Data are fundamental to building Machine Learning models, yet text data for training Machine Learning models are difficult to collect for the following reasons:
- Open-source text datasets are limited. Privacy rules and commercial confidentiality often restrict distribution of privileged data. In addition, publicly available datasets may not be licensed for commercial use, or more critically may not be context relevant. For example, IMDB movie reviews are unlikely to be meaningful for analysing customer sentiments towards Banking products.
- Machine Learning models typically need a large amount of training data to perform. It may take a company, particularly a start-up, considerable time to collect a credible line of text data. In addition, these data may not have been labelled with a response variable for a specific Machine Learning task. For example, a company may have been collecting customer complaints verbatim, but may not necessarily have a granular understanding of the topics or sentiments of these complaints.
How can we overcome the above constraints and generate fit-for-purpose text data in a scalable and cost-effective way? Given the recent advances in Large Language Models and Generative AI, this article* provides a tutorial on generating synthetic text data by calling OpenAI’s GPT model suites in Python.

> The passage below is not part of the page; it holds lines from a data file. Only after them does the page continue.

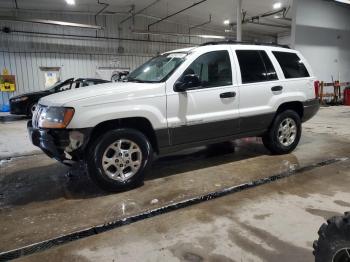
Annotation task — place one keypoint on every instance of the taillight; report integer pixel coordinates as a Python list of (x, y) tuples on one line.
[(317, 88)]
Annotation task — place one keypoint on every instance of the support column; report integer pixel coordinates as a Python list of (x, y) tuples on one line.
[(239, 21)]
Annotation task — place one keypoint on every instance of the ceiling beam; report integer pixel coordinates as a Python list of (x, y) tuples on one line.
[(173, 14), (48, 22)]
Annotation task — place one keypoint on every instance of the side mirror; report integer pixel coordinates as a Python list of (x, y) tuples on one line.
[(186, 82)]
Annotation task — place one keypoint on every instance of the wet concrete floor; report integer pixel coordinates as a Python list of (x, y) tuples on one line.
[(274, 222), (38, 201)]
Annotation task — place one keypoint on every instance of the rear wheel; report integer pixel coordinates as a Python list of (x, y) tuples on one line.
[(284, 133), (333, 244), (119, 159), (31, 109)]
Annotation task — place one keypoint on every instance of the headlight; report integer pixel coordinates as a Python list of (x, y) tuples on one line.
[(55, 117), (23, 98)]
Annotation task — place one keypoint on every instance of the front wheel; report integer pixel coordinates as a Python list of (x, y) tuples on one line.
[(31, 109), (284, 134), (119, 159)]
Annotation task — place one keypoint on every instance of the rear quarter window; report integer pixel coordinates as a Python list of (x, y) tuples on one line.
[(291, 65)]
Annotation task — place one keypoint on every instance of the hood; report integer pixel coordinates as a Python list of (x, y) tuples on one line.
[(38, 93), (102, 93)]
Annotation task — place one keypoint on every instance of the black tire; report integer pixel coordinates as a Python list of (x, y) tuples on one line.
[(96, 151), (29, 109), (334, 240), (271, 140)]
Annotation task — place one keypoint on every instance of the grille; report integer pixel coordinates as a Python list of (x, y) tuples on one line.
[(36, 116)]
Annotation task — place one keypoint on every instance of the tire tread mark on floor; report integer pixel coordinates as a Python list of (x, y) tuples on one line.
[(44, 245)]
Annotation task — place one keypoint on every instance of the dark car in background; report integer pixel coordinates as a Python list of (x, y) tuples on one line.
[(25, 104)]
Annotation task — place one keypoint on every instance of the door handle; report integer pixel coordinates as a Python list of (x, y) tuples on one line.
[(227, 94), (276, 88)]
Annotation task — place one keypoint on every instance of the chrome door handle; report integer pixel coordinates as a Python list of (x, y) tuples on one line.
[(276, 88), (227, 94)]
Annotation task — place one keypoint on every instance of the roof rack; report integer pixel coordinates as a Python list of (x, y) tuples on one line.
[(234, 42)]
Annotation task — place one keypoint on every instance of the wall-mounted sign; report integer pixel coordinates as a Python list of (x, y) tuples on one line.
[(7, 83), (51, 75)]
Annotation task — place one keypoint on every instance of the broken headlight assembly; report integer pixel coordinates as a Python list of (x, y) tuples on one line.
[(19, 99), (55, 117)]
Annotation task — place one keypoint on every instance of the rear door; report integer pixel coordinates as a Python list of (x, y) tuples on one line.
[(259, 84), (297, 76)]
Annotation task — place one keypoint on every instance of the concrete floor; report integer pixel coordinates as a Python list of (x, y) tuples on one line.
[(271, 222)]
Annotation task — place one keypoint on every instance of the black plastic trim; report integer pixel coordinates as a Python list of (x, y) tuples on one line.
[(311, 107)]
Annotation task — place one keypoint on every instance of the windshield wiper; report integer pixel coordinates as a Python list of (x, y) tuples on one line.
[(139, 81)]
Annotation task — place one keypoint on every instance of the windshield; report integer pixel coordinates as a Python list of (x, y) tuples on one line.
[(158, 69)]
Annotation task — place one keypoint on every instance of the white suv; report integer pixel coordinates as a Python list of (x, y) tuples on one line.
[(184, 98)]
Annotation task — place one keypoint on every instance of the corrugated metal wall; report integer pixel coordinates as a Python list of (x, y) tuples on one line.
[(31, 46), (23, 53)]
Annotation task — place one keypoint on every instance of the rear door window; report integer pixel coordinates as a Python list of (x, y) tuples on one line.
[(255, 66), (212, 68), (291, 65)]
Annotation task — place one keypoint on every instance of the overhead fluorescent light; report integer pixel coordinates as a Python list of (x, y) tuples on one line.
[(277, 5), (212, 36), (344, 1), (143, 32), (49, 22), (70, 2)]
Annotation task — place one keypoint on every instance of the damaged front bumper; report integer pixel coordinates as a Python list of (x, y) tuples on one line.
[(64, 145)]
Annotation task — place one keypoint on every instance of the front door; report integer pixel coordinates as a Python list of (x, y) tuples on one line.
[(209, 109)]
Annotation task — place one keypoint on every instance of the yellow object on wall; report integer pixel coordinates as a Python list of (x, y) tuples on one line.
[(7, 83)]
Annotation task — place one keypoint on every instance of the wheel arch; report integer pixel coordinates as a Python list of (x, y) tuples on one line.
[(141, 124), (296, 106)]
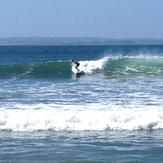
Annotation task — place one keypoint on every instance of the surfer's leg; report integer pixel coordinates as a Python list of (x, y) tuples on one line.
[(77, 67)]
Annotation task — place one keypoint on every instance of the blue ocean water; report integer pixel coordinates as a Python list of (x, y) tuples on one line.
[(112, 113)]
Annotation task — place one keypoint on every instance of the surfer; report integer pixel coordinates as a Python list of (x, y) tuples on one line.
[(76, 63)]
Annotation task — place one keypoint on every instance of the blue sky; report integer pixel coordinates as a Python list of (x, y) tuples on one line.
[(82, 18)]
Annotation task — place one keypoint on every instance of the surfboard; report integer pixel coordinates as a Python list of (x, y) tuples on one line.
[(76, 72)]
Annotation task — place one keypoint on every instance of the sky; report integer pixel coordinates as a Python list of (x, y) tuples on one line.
[(82, 18)]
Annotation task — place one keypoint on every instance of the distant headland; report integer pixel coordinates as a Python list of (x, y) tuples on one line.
[(27, 41)]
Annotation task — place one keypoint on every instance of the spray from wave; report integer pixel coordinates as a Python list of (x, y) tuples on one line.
[(112, 66)]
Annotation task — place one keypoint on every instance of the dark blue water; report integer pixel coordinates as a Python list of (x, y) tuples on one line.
[(112, 113)]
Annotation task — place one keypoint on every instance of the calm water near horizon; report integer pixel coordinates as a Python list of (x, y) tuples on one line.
[(112, 113)]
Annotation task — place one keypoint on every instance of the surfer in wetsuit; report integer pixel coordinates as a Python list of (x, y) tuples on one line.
[(76, 63)]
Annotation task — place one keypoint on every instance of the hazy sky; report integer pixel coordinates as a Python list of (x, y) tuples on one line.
[(82, 18)]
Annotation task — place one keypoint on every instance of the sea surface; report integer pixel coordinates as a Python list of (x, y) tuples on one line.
[(112, 113)]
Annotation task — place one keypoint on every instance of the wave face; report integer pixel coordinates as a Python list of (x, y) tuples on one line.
[(108, 66)]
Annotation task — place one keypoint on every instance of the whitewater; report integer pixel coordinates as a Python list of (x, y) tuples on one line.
[(112, 113)]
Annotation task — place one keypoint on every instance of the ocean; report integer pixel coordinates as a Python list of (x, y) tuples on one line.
[(111, 113)]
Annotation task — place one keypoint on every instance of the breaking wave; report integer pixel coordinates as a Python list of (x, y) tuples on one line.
[(108, 66), (88, 117)]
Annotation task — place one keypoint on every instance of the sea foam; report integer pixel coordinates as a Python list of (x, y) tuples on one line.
[(78, 117)]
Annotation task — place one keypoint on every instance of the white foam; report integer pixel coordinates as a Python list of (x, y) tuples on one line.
[(91, 66), (79, 117)]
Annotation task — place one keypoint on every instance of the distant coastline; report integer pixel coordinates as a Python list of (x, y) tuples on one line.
[(27, 41)]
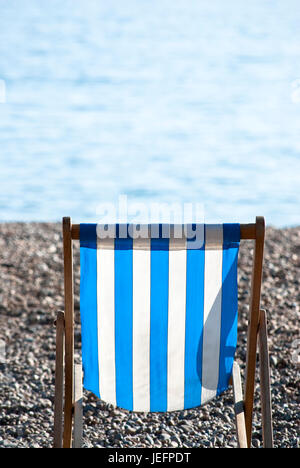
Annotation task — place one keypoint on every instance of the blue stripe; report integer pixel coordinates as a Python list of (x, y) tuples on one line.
[(228, 339), (123, 322), (159, 324), (88, 307), (194, 327)]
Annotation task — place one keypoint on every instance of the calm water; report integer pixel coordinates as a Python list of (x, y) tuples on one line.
[(162, 100)]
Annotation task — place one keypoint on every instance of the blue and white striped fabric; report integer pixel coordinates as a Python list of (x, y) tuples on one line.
[(159, 318)]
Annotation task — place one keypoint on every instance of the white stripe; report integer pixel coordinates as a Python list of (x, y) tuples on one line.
[(141, 325), (212, 311), (106, 319), (176, 324)]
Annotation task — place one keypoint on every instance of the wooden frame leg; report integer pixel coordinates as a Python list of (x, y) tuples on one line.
[(264, 366), (78, 412), (69, 332), (59, 381), (239, 406)]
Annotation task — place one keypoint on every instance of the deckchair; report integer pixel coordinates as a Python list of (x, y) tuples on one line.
[(159, 324)]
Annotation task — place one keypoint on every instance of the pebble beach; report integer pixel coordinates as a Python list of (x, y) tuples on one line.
[(31, 293)]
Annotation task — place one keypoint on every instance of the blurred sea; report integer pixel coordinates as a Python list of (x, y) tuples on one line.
[(162, 100)]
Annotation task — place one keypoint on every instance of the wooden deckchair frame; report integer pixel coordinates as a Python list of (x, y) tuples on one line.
[(68, 378)]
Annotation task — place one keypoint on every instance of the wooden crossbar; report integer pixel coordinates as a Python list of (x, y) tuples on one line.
[(248, 231)]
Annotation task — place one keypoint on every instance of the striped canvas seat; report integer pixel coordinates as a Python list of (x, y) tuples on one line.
[(159, 316)]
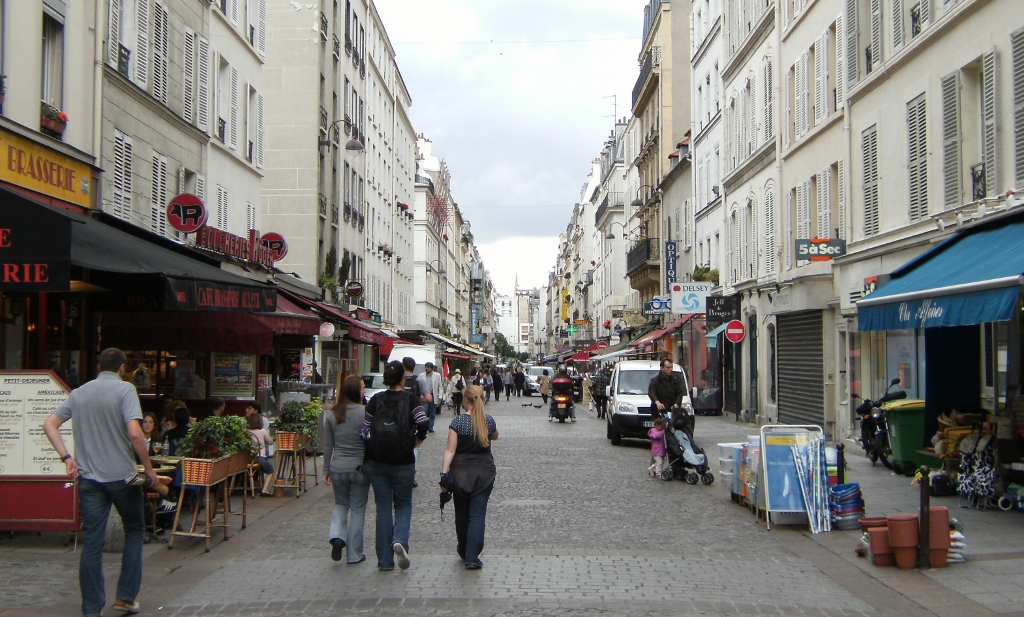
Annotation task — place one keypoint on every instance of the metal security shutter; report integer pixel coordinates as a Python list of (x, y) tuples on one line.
[(801, 375)]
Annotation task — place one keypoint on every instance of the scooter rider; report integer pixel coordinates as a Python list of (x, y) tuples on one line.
[(666, 390)]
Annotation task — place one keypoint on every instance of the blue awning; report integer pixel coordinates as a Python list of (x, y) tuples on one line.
[(973, 277)]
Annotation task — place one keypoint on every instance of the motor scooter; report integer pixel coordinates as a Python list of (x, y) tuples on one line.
[(875, 428)]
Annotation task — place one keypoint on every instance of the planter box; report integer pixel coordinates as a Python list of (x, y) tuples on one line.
[(204, 472)]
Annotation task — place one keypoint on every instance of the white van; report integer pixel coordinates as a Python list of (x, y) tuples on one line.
[(629, 406), (421, 353)]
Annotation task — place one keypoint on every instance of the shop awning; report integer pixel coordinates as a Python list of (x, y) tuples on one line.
[(973, 277)]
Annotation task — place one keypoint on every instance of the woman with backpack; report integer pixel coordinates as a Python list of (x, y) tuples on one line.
[(468, 472), (394, 424)]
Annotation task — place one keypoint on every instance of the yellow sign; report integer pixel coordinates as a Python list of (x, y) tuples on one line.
[(38, 168)]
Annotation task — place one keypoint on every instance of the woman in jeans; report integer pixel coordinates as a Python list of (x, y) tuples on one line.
[(471, 474), (392, 472), (344, 451)]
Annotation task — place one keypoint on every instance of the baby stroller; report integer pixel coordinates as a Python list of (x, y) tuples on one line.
[(683, 457)]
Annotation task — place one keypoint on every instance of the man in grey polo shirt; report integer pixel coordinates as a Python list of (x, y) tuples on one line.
[(108, 436)]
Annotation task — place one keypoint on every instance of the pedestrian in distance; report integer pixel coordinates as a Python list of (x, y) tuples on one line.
[(544, 386), (344, 455), (468, 471), (393, 425), (108, 439), (432, 388), (456, 387)]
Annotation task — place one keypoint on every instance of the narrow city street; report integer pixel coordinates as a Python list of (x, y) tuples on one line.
[(574, 527)]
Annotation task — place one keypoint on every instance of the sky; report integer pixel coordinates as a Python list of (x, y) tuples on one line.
[(518, 98)]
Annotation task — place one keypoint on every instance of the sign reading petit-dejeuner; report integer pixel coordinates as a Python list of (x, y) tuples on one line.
[(27, 399)]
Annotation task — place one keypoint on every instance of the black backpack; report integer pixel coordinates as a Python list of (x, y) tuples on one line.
[(391, 437)]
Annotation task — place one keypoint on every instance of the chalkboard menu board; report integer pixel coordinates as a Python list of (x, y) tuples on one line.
[(27, 399)]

To demonstrate, let’s explore a use case of generating customer complaints data for an insurance company. With enriched text data for training language models, the use case is that the company could potentially achieve better customer outcomes by performing better in Natural Language Understanding tasks such as categorising complaints into topics or scoring complainant sentiments.
*This article is 100% ChatGPT-free.
Prerequisite: Setting up an OpenAI API key
To be able to call the GPT models, simply register an account with OpenAI and access the API key under User Settings. Make sure to keep this key private.